Le terme langage épicène désigne un langage qui n’exclurait personne pour motif de sexe, d’âge, de race ou d’orientation sexuelle. Le but du langage épicène est donc la tolérance.

L’écriture inclusive, ainsi que la règle de proximité ne sont en somme que de simples outils, et les outils ne font pas de politique. Demandez à votre marteau, il vous le confirmera.

Un peu d’histoire, pour mieux comprendre pourquoi en Français on n’a pas de vrai genre neutre. Non, parce que, la moindre des choses quand on à des clous à planter, c’est d’avoir les bons outils, non ? 

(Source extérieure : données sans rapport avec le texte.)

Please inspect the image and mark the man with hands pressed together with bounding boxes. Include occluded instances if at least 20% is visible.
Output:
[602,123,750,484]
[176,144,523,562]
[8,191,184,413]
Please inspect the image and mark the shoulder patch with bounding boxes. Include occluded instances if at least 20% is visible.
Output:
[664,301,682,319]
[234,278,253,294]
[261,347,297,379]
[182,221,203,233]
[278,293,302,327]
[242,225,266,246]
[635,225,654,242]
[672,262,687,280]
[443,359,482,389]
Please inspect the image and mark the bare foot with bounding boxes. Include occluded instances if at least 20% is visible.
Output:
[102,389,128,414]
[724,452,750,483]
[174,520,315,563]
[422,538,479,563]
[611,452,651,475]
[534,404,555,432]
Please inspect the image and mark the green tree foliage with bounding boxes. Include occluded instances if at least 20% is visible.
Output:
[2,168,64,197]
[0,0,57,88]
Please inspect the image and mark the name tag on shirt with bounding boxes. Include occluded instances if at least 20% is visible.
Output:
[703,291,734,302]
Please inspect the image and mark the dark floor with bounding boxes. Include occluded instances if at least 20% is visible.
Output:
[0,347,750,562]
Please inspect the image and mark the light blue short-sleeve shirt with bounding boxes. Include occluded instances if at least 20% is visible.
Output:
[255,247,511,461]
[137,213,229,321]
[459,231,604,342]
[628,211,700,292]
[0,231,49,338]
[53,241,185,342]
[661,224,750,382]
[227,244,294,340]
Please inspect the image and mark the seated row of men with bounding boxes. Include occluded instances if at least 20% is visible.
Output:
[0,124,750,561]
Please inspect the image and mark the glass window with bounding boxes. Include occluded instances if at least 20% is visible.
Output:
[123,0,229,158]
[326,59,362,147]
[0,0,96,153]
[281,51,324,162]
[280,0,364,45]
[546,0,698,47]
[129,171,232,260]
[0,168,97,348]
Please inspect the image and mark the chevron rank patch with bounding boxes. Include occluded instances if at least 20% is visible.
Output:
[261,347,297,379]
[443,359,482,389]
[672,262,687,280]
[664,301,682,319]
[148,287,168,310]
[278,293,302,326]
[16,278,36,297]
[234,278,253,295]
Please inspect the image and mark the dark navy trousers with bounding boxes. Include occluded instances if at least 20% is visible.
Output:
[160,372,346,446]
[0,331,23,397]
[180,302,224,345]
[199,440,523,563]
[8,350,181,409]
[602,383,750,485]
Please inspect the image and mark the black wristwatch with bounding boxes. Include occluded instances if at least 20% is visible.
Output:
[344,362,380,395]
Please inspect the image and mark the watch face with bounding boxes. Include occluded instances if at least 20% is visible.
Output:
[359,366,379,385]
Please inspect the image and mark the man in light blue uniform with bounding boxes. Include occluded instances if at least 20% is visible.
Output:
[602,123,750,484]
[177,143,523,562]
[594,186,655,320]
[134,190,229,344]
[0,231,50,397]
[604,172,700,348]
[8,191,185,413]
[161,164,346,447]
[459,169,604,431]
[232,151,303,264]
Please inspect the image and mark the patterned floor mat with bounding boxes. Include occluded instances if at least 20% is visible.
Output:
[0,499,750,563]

L’époque où l’on avait dans la langue française le droit d’utiliser un super pistolet à clous :  

Pour faire court, avant les années 1600, la langue française était dotée de trois genres, le masculin, le féminin et le neutre. A la base, les genres masculin/féminin étaient issus des genres animés, désignant ainsi les sujets ‘’humain’’ et le genre neutre était lié à l’inanimé, désignant le ‘’non humain’’.

Vie de la langue oblige, les genres animés/inanimés vont se muer progressivement en masculin/féminin/neutre, le neutre, entre autres applications, permettait de désigner à la fois le ‘’non humain’’, c’est-à-dire l’inanimé, mais également de préciser la présence des deux autres genres lorsqu’un sujet se trouve au pluriel et qu’il contient à la fois des parties masculines et des parties féminines.

Ainsi, le genre féminin se trouvait grammaticalement égal au masculin, permettant ainsi au français d’être précis dans la désignation de la nature du sujet.

En définitive, on peu dire que le neutre était un super pistolet à clous bien pratique.

Puis, Richelieu débarque et interdit l’utilisation du pistolet à clous.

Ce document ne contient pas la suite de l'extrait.